TechTarget’s (WhatIs) writer Margaret Rouse put it well when she said that “Big data analytics is the process of examining large data sets containing a variety of data types—i.e., big data—to uncover hidden patterns, unknown correlations, market trends, customer preferences and other useful business information. The analytical findings can lead to more effective marketing, new revenue opportunities, better customer service, improved operational efficiency, competitive advantages over rival organizations and other business benefits.”

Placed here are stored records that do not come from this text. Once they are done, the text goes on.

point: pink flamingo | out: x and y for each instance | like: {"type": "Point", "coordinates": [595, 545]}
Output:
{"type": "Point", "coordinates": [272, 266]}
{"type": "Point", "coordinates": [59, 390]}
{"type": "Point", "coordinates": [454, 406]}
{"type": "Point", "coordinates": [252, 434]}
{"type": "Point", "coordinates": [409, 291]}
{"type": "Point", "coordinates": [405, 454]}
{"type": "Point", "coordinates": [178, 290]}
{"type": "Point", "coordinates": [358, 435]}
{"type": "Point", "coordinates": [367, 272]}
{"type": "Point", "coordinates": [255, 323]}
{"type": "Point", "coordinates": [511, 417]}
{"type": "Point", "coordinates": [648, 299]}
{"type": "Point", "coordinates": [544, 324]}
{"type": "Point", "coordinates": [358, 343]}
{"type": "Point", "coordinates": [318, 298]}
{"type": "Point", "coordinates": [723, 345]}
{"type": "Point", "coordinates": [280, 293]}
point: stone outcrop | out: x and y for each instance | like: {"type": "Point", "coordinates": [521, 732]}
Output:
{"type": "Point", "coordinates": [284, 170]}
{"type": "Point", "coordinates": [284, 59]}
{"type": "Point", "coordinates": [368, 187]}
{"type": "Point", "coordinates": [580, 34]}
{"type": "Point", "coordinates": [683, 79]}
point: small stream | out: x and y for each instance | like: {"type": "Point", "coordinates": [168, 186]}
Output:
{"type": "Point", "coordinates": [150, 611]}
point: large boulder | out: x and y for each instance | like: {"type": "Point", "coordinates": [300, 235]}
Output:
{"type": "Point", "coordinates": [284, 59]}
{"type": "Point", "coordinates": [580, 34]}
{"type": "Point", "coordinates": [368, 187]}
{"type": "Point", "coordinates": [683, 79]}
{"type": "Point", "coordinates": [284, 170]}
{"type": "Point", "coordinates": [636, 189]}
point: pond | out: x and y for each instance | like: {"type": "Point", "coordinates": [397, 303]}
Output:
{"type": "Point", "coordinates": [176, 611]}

The effect that big data analytics has on marketing and sales cannot be understated. It seems to have been built for that purpose, and rightly so. Collecting sales information, consumer feedback, market potentials and trending fashion hits are the bread-and-butter of big data analytics. I don’t know a single CEO or CTO who would ever say, “Learning more about customers? Forgetabout it. I got shareholders on the line right now who are trying to talk me down about costs.” In fact, the best business leaders understand the inherent value in big data analytics. It’s a gut feeling for them; they can’t always explain it, but they “just know.”
The Urge for Big Data Analytics
And I haven’t even mentioned BI or the open source tools that are dominating the market yet. Big data analytics is the one place on Earth that open-source tools have made a difference. You can’t swing a cat at a big data meeting without hitting Hadoop, for instance.
Hadoop is a technology that is open to anyone to improve or at least comment on. Here’s the part I stole from Wikipedia (because my feeble mind can’t seem to grasp it): “To process the data, Hadoop Map/Reduce transfers code (specifically Jar files) to nodes that have the required data, which the nodes then process in parallel. This approach takes advantage of data locality to allow the data to be processed faster and more efficiently via distributed processing than by using a more conventional supercomputer architecture that relies on a parallel file system where computation and data are connected via high-speed networking.”